Feitas as contas, esta jovem que trabalha numa das estâncias turísticas em Macaneta, à semelhança de tantos outros, dificilmente poderia pagar 20 meticais para fazer a viagem de sempre, se bem que isso não lhe representaria um rombo significativo. Entretanto, o operador do barco privado movido a motor carregava dois a três passageiros em cada travessia, ainda que o seu meio tenha capacidade para cerca de 50 pessoas.
Impacto no comércio
O distrito de Marracuene é territorialmente extenso e tem muitos bairros, alguns dos quais estão para lá do rio Incomáti. Dentre eles destacam-se Munguana, Mantimane, Machubo, Hobsana e Matsinane, onde habitualmente se pode chegar atravessando o rio Incomáti.
Muitos produtos alimentares, material de construção e não só, são normalmente adquiridos na cidade de Maputo e têm de ser transportados a bordo do batelão para aqueles bairros. Como seria de esperar, devido ao custo de transporte, estes produtos são revendidos a preços ligeiramente altos.
O oportunismo de sempre
Para além das ligeiras subidas de preços, há comerciantes oportunistas, os quais nos dias em que o batelão não circula e os produtos não podem ser transportados, optam pela especulação.

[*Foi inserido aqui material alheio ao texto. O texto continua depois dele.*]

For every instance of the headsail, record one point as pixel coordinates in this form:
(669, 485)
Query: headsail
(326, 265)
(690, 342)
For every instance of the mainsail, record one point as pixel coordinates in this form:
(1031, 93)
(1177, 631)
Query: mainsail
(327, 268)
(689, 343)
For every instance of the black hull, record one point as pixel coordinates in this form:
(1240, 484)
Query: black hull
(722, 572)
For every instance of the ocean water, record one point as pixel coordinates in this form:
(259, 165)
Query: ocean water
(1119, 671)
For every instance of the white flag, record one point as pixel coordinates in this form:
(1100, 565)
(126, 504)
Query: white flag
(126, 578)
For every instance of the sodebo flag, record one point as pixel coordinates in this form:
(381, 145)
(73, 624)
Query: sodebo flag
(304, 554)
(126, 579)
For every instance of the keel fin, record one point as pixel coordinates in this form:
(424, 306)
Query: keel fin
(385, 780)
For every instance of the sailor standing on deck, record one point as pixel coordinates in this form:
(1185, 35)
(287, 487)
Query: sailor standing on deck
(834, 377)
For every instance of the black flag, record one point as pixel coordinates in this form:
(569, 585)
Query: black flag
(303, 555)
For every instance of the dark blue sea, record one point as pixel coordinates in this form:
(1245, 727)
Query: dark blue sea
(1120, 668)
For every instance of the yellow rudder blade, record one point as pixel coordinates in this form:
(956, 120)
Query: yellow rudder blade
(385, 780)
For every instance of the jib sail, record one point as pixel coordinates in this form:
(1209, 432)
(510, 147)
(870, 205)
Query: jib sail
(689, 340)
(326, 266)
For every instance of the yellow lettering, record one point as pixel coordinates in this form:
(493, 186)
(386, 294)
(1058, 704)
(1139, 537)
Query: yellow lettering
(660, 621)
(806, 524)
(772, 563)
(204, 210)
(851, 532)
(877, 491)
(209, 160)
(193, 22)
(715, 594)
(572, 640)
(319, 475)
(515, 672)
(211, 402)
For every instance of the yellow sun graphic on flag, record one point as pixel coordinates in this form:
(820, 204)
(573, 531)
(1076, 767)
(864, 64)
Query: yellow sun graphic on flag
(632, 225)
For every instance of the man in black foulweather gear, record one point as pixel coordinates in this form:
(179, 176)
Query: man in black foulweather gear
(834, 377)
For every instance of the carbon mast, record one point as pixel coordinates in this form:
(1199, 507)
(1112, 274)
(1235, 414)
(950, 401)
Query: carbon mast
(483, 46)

“De repente os preços subiram nalguns estabelecimentos, e isto acontece sempre que o batelão pára de circular. Mas basta este retomar, tudo volta ao normal”, assevera Suzete Nate, moradora de Hobsana.
Segundo afirma, um quilograma de açúcar castanho custa, normalmente, 47 meticais. Mas, quando o batelão não funciona, o preço sobe um pouco, chegando até aos 50 meticais. São preços estipulados arbitrariamente pelos comerciantes, um pretexto para extorquir o pacato cidadão.
Quando uns choram, outros festejam!
Se por um lado alguns choram devido às consequências nefastas que a não circulação do batelão traz às suas vidas, o mesmo não se pode dizer em relação a alguns operadores turísticos da Macaneta.
Há muitos turistas que conseguiram atravessar o rio Incomáti para Macaneta mas que não puderam regressar naquela quarta-feira devido à paralisação do batelão. Perante este cenário, alguns tiveram de permanecer mais um tempo, até que o ferryboat voltasse a funcionar. Porque a estadia é sinónimo de dinheiro, viram-se na obrigação de pagar mais algum valor de permanência nas estâncias turísticas.
“Graças à paralisação do batelão, a minha receita duplicou. Os que deviam sair da minha estância nesta quarta-feira não o fizeram porque queriam apanhar o ferryboat”, conta um operador turístico de Macaneta que preferiu falar na condição de anonimato.
Uma viagem de temer
É preciso despir-se de alguns preconceitos para viajar a bordo dos barcos artesanais que mais não são do que uma alternativa para fazer a travessia sobre o rio Incomáti. Muitas pessoas que normalmente fazem a travessia pelo batelão desistiram de se deslocar devido, em parte, ao medo de apanhar o barco artesanal, supostamente porque oferece menos segurança.
“Eu nunca antes tinha viajado nestes barcos artesanais, mas hoje embora com alguns receios acabei apanhando. Durante a viagem estava de olhos fechados porque não queria ver aquelas águas cujas ondas quase que nos engoliam”, comentava uma companheira de viajem.
Tanto na ponte-cais da Macaneta como na de Marracuene, há um perigo iminente: o movimento de pessoas, dentre crianças e adultos, é intenso e frequente. Há falta de barreiras nas laterais ou nas proximidades do rio.
Informações a que tivemos acesso no local dão conta de que já houve casos de pessoas que se viram projectadas para as águas e perderam a vida, salvo raras situações em que algumas sobreviveram.